登録区分 | 登録区分 |
登録基準 | (4) |
登録年 | 2009年 |
スイスの北西部に位置するラ・ショー=ド=フォンとル・ロックルは、建物の向きが統一されるなど、時計製造に特化した独自の都市計画が見られます。これらは19世紀に計画された都市で、手工業から工場生産へと移行した時期を示すもの。『資本論』の作者カール・マルクスはこの町を「巨大な工業都市」として分業を分析したことでも有名。
ここではラ・ショー=ド=フォンとル・ロックル、時計製造業の都市計画がなぜ世界遺産なのか、世界遺産マニアが分かりやすく解説。これを読めば、ラ・ショー=ド=フォンとル・ロックルについて詳しくなること間違いなし!
ラ・ショー=ド=フォンとル・ロックル、時計製造業の都市計画とは?
ラ・ショー=ド=フォンとル・ロックルは、スイス北西部のヌーシャテル州に位置する都市。ここはジュラ山脈の麓にあり、農業に向いていない土地だったため、17世紀から時計製造を中心とした独自の都市が築かれました。
ラ・ショー=ド=フォンは、18世紀後期に大火災が発生し、ほとんどの建設物は19世紀に再建したもの。街は時計職人の作業を効率化させるため、居住区とアトリエ地区に分けられて設計され、時計職人のアトリエは建物の最上階にあり、自然光が当たるように建物の向きが統一されているのが特徴。
ラ・ショー=ド=フォン
街としての起源は17世紀。都市が再建されると、19世紀末から20世紀にかけて家内制手工業から工業製手工業への変遷に対応していたため、カール・マルクスは『資本論』で労働の分業を分析する際に、ラ・ショー=ド=フォンについて「巨大な工業都市」として触れているほど。「時計の帝都」と呼ばれ、かつては世界生産の半分をここで製造していたというほどに時計産業に特化した街。

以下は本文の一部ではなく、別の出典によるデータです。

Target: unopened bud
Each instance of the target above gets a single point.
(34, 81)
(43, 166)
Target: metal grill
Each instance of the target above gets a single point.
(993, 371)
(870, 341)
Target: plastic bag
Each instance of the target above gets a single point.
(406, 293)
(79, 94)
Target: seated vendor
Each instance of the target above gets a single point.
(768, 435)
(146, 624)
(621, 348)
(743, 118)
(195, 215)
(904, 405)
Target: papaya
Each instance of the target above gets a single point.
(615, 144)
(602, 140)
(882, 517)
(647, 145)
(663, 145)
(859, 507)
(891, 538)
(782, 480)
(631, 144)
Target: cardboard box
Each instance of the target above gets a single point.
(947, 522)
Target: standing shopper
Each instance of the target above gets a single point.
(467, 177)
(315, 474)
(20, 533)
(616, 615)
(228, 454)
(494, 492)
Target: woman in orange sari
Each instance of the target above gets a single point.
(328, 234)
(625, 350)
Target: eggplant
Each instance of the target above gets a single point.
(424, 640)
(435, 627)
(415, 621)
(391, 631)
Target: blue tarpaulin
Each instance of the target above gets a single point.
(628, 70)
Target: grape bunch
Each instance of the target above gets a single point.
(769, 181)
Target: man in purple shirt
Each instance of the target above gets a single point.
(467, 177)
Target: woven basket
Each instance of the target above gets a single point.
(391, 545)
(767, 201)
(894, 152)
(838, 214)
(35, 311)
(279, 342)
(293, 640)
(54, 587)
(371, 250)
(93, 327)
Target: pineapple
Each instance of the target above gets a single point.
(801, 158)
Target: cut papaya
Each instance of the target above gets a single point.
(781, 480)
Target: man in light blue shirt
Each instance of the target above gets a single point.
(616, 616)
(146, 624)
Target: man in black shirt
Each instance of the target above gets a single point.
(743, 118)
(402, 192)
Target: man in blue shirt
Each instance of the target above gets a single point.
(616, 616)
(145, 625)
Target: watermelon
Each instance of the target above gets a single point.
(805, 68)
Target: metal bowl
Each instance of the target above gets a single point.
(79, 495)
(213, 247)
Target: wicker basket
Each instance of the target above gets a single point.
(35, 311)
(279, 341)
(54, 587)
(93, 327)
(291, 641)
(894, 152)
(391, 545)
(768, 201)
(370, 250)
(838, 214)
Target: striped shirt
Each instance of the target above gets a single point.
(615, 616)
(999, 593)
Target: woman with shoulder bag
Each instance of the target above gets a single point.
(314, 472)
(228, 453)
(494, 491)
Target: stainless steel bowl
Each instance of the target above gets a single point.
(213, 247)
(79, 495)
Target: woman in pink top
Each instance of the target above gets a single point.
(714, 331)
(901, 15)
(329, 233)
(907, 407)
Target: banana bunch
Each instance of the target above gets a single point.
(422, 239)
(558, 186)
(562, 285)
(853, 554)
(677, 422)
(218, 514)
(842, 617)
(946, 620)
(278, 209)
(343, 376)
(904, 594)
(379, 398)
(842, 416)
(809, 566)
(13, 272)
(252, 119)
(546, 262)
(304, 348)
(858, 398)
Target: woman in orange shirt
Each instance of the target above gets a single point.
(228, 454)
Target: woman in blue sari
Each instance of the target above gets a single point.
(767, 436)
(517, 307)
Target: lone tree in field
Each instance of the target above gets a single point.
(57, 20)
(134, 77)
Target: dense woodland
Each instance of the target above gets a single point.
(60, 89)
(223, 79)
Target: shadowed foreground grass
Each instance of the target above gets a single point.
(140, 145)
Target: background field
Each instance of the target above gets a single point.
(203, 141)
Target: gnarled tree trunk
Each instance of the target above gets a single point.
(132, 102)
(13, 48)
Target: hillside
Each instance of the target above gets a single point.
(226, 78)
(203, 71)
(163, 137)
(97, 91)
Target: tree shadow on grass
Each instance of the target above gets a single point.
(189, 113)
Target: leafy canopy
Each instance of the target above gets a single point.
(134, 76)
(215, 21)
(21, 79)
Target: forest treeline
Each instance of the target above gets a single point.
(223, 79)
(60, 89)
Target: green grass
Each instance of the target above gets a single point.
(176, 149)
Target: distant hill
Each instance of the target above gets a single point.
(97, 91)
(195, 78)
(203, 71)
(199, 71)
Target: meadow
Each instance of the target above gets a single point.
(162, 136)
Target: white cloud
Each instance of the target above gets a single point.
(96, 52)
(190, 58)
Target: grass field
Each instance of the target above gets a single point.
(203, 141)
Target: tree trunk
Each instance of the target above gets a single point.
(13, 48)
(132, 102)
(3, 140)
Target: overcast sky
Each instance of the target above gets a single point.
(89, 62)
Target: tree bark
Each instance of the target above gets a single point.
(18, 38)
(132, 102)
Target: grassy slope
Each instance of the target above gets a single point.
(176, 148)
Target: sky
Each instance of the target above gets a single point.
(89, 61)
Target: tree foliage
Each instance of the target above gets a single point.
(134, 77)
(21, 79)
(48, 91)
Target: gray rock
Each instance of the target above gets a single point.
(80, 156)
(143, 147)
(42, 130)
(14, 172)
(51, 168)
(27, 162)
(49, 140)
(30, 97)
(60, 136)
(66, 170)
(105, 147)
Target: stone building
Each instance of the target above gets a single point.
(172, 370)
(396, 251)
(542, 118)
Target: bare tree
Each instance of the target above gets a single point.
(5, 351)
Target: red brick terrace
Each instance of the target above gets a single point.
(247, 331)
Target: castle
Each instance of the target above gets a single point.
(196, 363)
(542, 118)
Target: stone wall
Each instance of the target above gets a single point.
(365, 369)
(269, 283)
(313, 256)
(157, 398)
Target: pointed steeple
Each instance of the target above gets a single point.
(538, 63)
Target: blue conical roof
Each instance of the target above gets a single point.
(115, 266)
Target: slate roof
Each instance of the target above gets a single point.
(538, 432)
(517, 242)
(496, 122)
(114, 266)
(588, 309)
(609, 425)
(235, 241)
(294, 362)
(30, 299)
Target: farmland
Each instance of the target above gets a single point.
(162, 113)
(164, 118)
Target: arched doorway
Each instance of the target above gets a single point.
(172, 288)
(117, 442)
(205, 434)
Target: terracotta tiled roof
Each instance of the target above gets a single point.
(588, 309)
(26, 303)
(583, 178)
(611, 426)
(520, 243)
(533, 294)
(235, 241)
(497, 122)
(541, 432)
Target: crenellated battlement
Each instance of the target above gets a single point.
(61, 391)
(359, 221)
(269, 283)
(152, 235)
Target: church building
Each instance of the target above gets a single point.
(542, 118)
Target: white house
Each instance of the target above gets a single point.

ラ・ショー=ド=フォンは20世紀初頭になると、アール・ヌーヴォー建築が見られる都市になり、美術学校は、この街出身のモダニズム建築家であるル・コルビュジエが学んだことでも知られます。
ル・ロックル
ラ・ショー=ド=フォンの南西約10kmに位置する小さな都市。実はスイスの時計製造の起源というほどに古くから時計産業が盛んな都市でもあります。18世紀にはここで自動巻きの懐中時計が開発されたことで有名。
ラ・ショー=ド=フォンとル・ロックル、時計製造業の都市計画はどんな理由で世界遺産に登録されているの?
ラ・ショー=ド=フォンとル・ロックルが評価されたのが、以下の点。
登録基準(iv)
ラ・ショー=ド=フォンとル・ロックルは、18世紀から現在まで時計製造に特化した、ユニークな都市構造となっていて、産業を持続させるため、合理的で持続可能な開発をされてきたという点。
世界遺産マニアの結論と感想
ラ・ショー=ド=フォンとル・ロックルは、世界でも有名な時計産業の都市。19世紀の都市再建の際に、時計職人が住みよいよう都市を開発したということで、現在もその町並みが残っているという点で評価。
ちなみに、ル・コルビュジエは時計の文字盤職人の家に生まれて、もともとは時計職人になろうとして美術学校に通ったのです。しかし、視力が弱かったため、建築家の道へ。ある意味、彼がここで時計職人にならなかったら、現在の建築法は大きく変わっていたかもですね。
※こちらの内容は、世界遺産マニアの調査によって導き出した考察です。データに関しては媒体によって解釈が異なるので、その点はご了承下さい。